L’American-gentleman

La nuit est venue. Nuit d’octobre, froide, épaississement voilée de nuages que charrie un grand vent de l’ouest. Ce vent soulève violemment les eaux du Lac Champlain, si célèbre dans l’histoire militaire de l’Amérique du Nord. Sur la plage et contre les rochers sonores en roulant leur écume les lames mugissent en un soupir qui s’égare dans la tourmente.
Cette plage est déserte.
Toute la nature et tous ces lieux sont déserts.
Nul être vivant n’apparaît.
Là-haut, les monts noirs frémissent sous l’aile rude et rapide des nuages gris, et rien ne trouble leur silence morne que leurs propres gémissements. Entre ces monts et la plage du lac, les pins dressant leur cime centenaire, les épinettes élevant leur flèche tourmentée, les cèdres craquant sous le poids de leur ramure trop violemment secouée dessinent leur sombre amphithéâtre avec des rumeurs plaintives.
Et la nuit, à mesure qu’elle progresse, semble devenir plus noire et l’ouragan plus impétueux.

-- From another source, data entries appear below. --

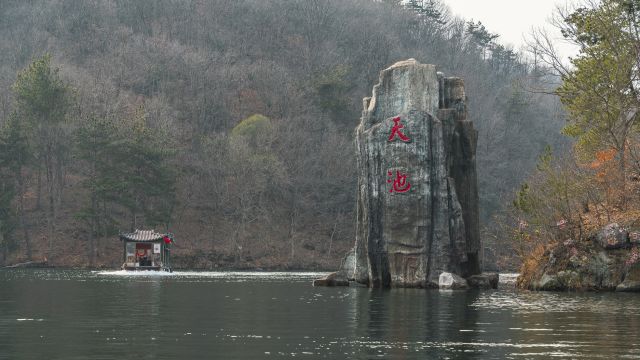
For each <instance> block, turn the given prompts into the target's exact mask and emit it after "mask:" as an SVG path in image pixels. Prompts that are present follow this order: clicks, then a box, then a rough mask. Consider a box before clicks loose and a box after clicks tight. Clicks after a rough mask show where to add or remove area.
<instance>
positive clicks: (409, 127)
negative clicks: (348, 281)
mask: <svg viewBox="0 0 640 360" xmlns="http://www.w3.org/2000/svg"><path fill="white" fill-rule="evenodd" d="M465 100H466V97H465V92H464V83H463V81H462V80H461V79H459V78H451V77H444V76H443V75H442V74H441V73H438V72H436V68H435V66H434V65H426V64H420V63H418V62H417V61H416V60H414V59H410V60H406V61H402V62H398V63H396V64H394V65H392V66H391V67H389V68H388V69H385V70H383V71H382V72H381V73H380V82H379V83H378V84H377V85H375V86H374V87H373V95H372V97H370V98H365V99H364V110H363V113H362V118H361V121H360V125H358V127H357V128H356V147H357V159H358V208H357V214H358V215H357V230H356V231H357V233H356V245H355V254H356V256H355V263H356V264H355V269H354V272H353V278H354V279H355V280H356V281H358V282H361V283H365V284H368V285H369V286H372V287H391V286H394V287H437V286H438V278H439V276H440V274H441V273H442V272H450V273H454V274H459V275H461V276H464V277H466V276H469V275H473V274H477V273H479V272H480V267H479V263H478V251H479V248H480V239H479V224H478V221H479V220H478V191H477V181H476V168H475V151H476V140H477V132H476V130H474V128H473V124H472V122H471V121H468V120H467V119H466V116H467V110H466V105H465Z"/></svg>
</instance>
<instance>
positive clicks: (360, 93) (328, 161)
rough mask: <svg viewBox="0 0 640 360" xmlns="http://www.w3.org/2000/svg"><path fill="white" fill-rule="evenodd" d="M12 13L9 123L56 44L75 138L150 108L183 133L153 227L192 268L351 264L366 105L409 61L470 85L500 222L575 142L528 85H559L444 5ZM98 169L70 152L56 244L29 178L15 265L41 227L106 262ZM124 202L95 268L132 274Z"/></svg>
mask: <svg viewBox="0 0 640 360" xmlns="http://www.w3.org/2000/svg"><path fill="white" fill-rule="evenodd" d="M0 20H1V21H0V123H3V122H6V121H7V119H9V117H10V115H11V113H12V111H13V109H14V108H15V98H14V95H13V93H12V91H11V85H12V84H13V83H14V82H15V81H16V74H17V72H18V71H20V70H21V69H23V68H25V67H26V66H28V65H29V63H30V62H31V61H32V60H34V59H37V58H38V57H41V56H42V55H43V54H45V53H50V54H51V55H52V62H53V65H54V66H55V67H57V68H59V69H60V75H61V77H62V79H64V81H65V82H66V83H68V84H69V86H71V87H72V88H73V89H74V96H75V98H74V99H75V100H74V105H73V107H72V111H71V112H70V113H69V122H68V124H67V125H66V126H68V129H67V130H68V131H69V133H70V134H73V133H74V131H75V130H76V129H78V128H79V127H80V126H81V125H82V124H83V122H86V120H87V118H89V117H90V116H93V117H99V118H112V119H122V118H127V117H130V116H132V115H131V114H133V113H134V112H135V111H136V109H143V111H144V112H145V114H144V117H145V118H146V120H147V121H148V124H149V126H151V127H155V128H162V129H165V130H166V131H167V132H168V134H170V136H171V139H172V143H173V144H175V147H176V148H175V150H176V151H175V152H174V153H173V155H172V157H171V158H170V159H169V163H168V165H170V166H171V167H172V168H173V169H174V170H175V171H176V174H177V178H176V181H177V182H176V193H175V195H176V196H175V203H174V204H173V205H172V208H171V216H170V218H169V219H168V220H167V219H165V221H163V222H158V221H157V220H153V219H151V218H145V217H144V216H143V217H141V218H140V220H139V222H138V223H136V226H139V227H148V228H152V227H155V228H156V229H158V230H165V229H170V230H171V231H173V232H174V233H175V237H176V242H177V247H176V249H175V256H176V259H177V261H178V265H182V266H190V267H203V268H213V267H236V268H238V267H261V268H334V267H336V266H337V264H338V263H339V260H340V258H341V257H342V256H343V254H344V253H345V252H346V250H347V249H348V248H349V247H350V246H352V244H353V242H354V217H355V190H356V189H355V186H356V174H355V171H354V167H355V150H354V145H353V141H352V139H353V129H354V127H355V126H356V124H357V122H358V118H359V116H360V112H361V107H362V102H361V101H362V98H363V97H364V96H368V92H369V89H370V88H371V86H372V85H373V84H374V83H375V82H376V79H377V76H378V72H379V71H380V70H382V69H384V68H385V67H387V66H388V65H390V64H392V63H394V62H395V61H397V60H402V59H406V58H412V57H413V58H416V59H418V60H419V61H420V62H422V63H433V64H436V65H437V66H438V67H439V68H440V69H441V70H442V71H444V72H446V73H447V74H450V75H452V76H459V77H462V78H463V79H464V80H465V83H466V89H467V95H468V97H469V102H468V103H469V118H470V119H471V120H473V121H474V122H475V126H476V128H477V129H478V130H479V141H478V159H477V160H478V169H479V179H480V184H479V185H480V194H481V195H480V196H481V208H482V222H483V224H484V225H485V226H487V225H490V219H491V216H492V214H494V213H495V212H496V211H499V210H500V209H501V207H502V204H503V203H504V201H508V200H509V199H510V198H511V196H512V192H513V189H514V188H515V187H516V186H517V185H518V184H519V183H520V181H521V180H522V179H523V178H524V177H525V176H526V174H527V173H528V171H529V170H530V168H532V167H533V166H534V164H535V160H536V157H537V155H538V154H539V153H541V151H542V149H543V148H544V146H545V145H547V144H551V145H552V146H564V142H563V141H564V140H563V139H562V137H561V135H559V133H558V132H559V129H560V127H561V125H562V116H563V114H562V111H561V110H560V106H559V104H558V103H557V102H556V101H555V100H554V99H553V98H551V97H548V96H545V95H540V94H537V93H534V92H530V91H527V89H531V88H535V87H536V85H539V84H541V83H542V82H548V81H550V79H548V78H546V77H545V76H543V71H542V70H543V69H541V68H538V67H537V65H535V64H534V63H533V62H532V61H528V60H526V59H524V58H523V57H522V56H521V55H520V54H517V53H514V52H513V51H511V50H510V49H506V48H504V47H503V46H501V45H500V44H499V43H498V42H496V37H495V36H494V35H495V34H490V33H488V32H487V31H486V29H484V27H482V26H481V24H473V23H468V22H465V20H464V19H459V18H455V17H452V16H451V15H450V14H449V12H448V10H447V8H446V7H444V6H443V5H441V4H439V3H437V2H424V3H421V2H417V1H415V2H409V4H408V5H407V6H401V5H398V4H394V2H393V1H388V2H387V1H365V0H349V1H344V0H294V1H285V0H268V1H267V0H235V1H227V0H214V1H200V0H191V1H190V0H185V1H169V0H159V1H136V0H111V1H102V0H87V1H82V0H75V1H68V0H60V1H47V2H45V1H28V2H25V1H2V2H0ZM551 80H552V79H551ZM255 114H258V117H255V116H256V115H255ZM83 166H85V165H83V163H82V162H81V161H79V160H78V159H77V157H76V156H74V154H73V149H70V150H69V156H68V158H67V161H66V162H65V163H64V169H63V170H64V172H63V173H64V176H65V179H66V180H65V181H63V182H61V184H62V188H61V189H62V190H61V195H60V197H59V199H58V201H59V205H58V206H59V207H58V208H59V211H57V213H56V214H55V216H56V218H55V220H56V224H57V226H56V232H55V235H54V237H55V238H54V239H52V240H53V241H52V243H53V249H54V251H53V254H48V252H47V246H46V244H47V241H48V240H49V239H46V237H47V235H46V234H47V231H46V224H45V222H44V220H43V219H44V215H43V214H44V211H45V210H44V209H43V207H38V206H37V202H36V197H37V196H40V192H39V191H38V189H40V187H38V184H39V182H38V176H37V174H38V172H37V171H36V169H35V168H34V167H31V168H29V169H27V170H26V177H27V187H26V188H25V189H24V192H23V193H22V194H20V196H22V197H23V199H25V200H26V202H25V209H24V210H25V214H26V215H25V219H26V222H25V224H24V229H21V227H20V226H17V227H16V229H15V230H14V231H12V233H11V236H10V238H11V241H12V242H11V246H9V245H7V244H9V238H7V239H5V243H6V244H5V245H6V246H4V253H5V260H4V261H5V262H6V263H10V262H18V261H22V260H24V258H25V256H26V255H25V254H26V253H25V249H24V246H25V245H24V237H25V234H26V236H29V237H30V239H31V241H32V242H33V243H34V245H33V257H35V258H41V257H44V256H48V255H49V257H50V259H51V261H52V262H53V263H54V264H57V265H73V266H85V265H88V264H89V263H90V258H91V256H90V254H89V253H90V250H89V249H90V246H89V242H88V239H89V238H90V237H91V236H90V234H89V231H90V230H89V229H88V228H87V226H86V225H85V224H84V223H83V222H82V221H80V220H79V218H78V216H77V214H78V212H79V211H80V209H81V208H82V207H83V206H85V205H86V204H87V202H88V201H89V197H88V195H87V192H86V188H85V187H83V179H84V175H83V174H84V173H85V172H84V171H82V170H83ZM42 191H46V189H44V190H42ZM105 211H106V210H105ZM108 211H109V214H110V216H112V217H113V219H114V221H115V223H114V224H112V225H113V226H112V228H111V230H110V231H108V232H101V233H99V234H97V237H98V239H99V240H98V242H97V244H98V245H97V249H96V250H95V251H97V252H98V258H97V259H96V260H95V264H97V265H105V266H114V265H116V264H118V262H119V261H120V255H121V253H120V251H121V247H120V244H119V243H118V241H117V240H116V239H117V237H115V236H112V234H113V233H114V232H117V230H118V229H121V230H130V227H131V226H132V223H131V221H130V220H129V218H128V217H127V215H126V212H125V211H124V210H123V209H122V208H119V207H118V206H115V205H114V206H113V207H111V208H109V209H108ZM25 230H26V231H25ZM94 235H95V234H94ZM105 235H106V236H105Z"/></svg>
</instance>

L’étranger, qui se fût trouvé à ce moment en ces lieux sauvages et d’aspect si terribles, se serait cru à jamais séparé du monde des vivants, si un signe de vie humaine ne s’était tout à coup révélé à lui.
En effet, là-bas, et comme surgissant des ondes mêmes, une lueur brillait. Oui, l’on pouvait voir sur le lac, et pas très éloigné du rivage, un rayon de lumière. Ce rayon montait, s’abaissait, s’élevait à nouveau ; et parfois l’on eût pu croire, par l’éclat plus limpide qu’il jetait, que c’était une étoile tombée des cieux dans ces eaux furieuses.
Mais non, c’était simplement la lueur d’un falot, et ce falot était accroché au mât d’artimon d’un petit navire rudement balancé par les vagues et difficilement retenu par ses ancres.
Que fait là ce navire ?
Il attend, mais il voguera bientôt. On le prendrait pour un navire-fantôme : le jour on ne le voit pas, il dort dans quelque rade ou crique où on ne le dérangera pas ; la nuit, toutes voilées déployées, il navigue.
Pourquoi ce mystère ?
Pourquoi ? Parce que M. Duvernay a réussi, avec l’aide de ses amis, à charger ce petit bâtiment de fusils américains, de quelques canons et d’une bonne quantité de munitions de guerre.
Ce navire est la propriété d’un gros industriel de Montpellier, de l’État du Vermont, qui l’a mis à la disposition des Patriotes canadiens. Cet industriel – dont le nom fut toujours gardé avec le secret le plus impénétrable – avait en outre versé une belle somme d’argent pour l’acquisition de machines de guerre. Son petit navire portait son nom, mais pour ne pas compromettre ce généreux ami de la cause canadienne, le nom fut remplacé par celui-ci : The American-Gentleman.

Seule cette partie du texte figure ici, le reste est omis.